Esta medida ha sido solicitada por el sector del taxi en la región, que reclama una regulación más estricta sobre la actividad de Uber. Sin embargo, el consistorio donostiarra ha manifestado que no tiene la capacidad legal para llevar a cabo dichas sanciones. Ante esta situación, el Ayuntamiento ha recurrido a la Diputación de Bizkaia, que se encarga de emitir las licencias en Gipuzkoa, solicitando que asuma la responsabilidad de supervisar la actividad de Uber. No obstante, el gobierno foral ha rechazado esta petición, argumentando que las infracciones no se están llevando a cabo en su ámbito territorial, lo que deja de nuevo la responsabilidad en manos de Gipuzkoa.

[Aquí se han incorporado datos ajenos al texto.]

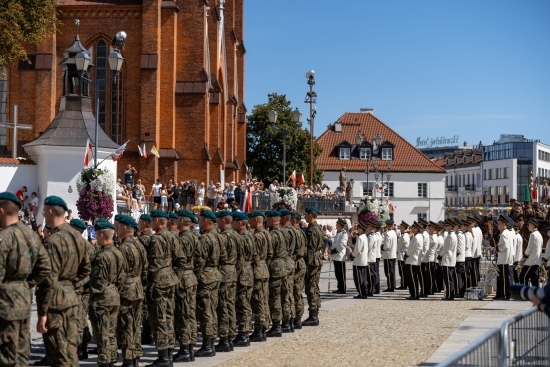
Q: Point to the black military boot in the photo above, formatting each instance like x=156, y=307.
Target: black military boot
x=298, y=322
x=207, y=349
x=223, y=345
x=312, y=320
x=241, y=340
x=275, y=330
x=183, y=354
x=257, y=336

En relación con las acciones de control, entre junio y diciembre de 2025, la Policía Municipal de Bilbao realizó un total de 39 controles y 59 inspecciones a los taxis y VTC, con el último control efectuado en febrero, que resultó en alrededor de una veintena de denuncias a vehículos de VTC y una sanción a un taxi. Esta situación pone de relieve la necesidad de una regulación más clara y efectiva, no solo en Donostia, sino en toda la comunidad autónoma.
La creciente popularidad de aplicaciones como Uber ha generado un debate sobre la regulación del transporte urbano en Gipuzkoa. Los taxistas se sienten amenazados por la competencia desleal de estos servicios, que operan bajo un marco legal diferente. La falta de una respuesta clara y contundente por parte de los ayuntamientos puede intensificar el conflicto entre los sectores del transporte tradicional y las nuevas plataformas digitales.
Es esencial que las administraciones locales y forales trabajen conjuntamente para establecer un marco regulatorio que garantice la equidad entre los diferentes modelos de transporte, protegiendo a los trabajadores del taxi y asegurando el cumplimiento de las normativas. La situación actual requiere una atención urgente y una solución que aborde tanto las preocupaciones de los usuarios como las de los profesionales del sector.
De cara al futuro, el papel del Gobierno Vasco será crucial para mediar en estas tensiones y encontrar un equilibrio que beneficie a todos los actores involucrados. La regulación del transporte urbano no solo es un tema de competencia económica, sino que también tiene implicaciones en la seguridad y la calidad del servicio que reciben los ciudadanos de Gipuzkoa.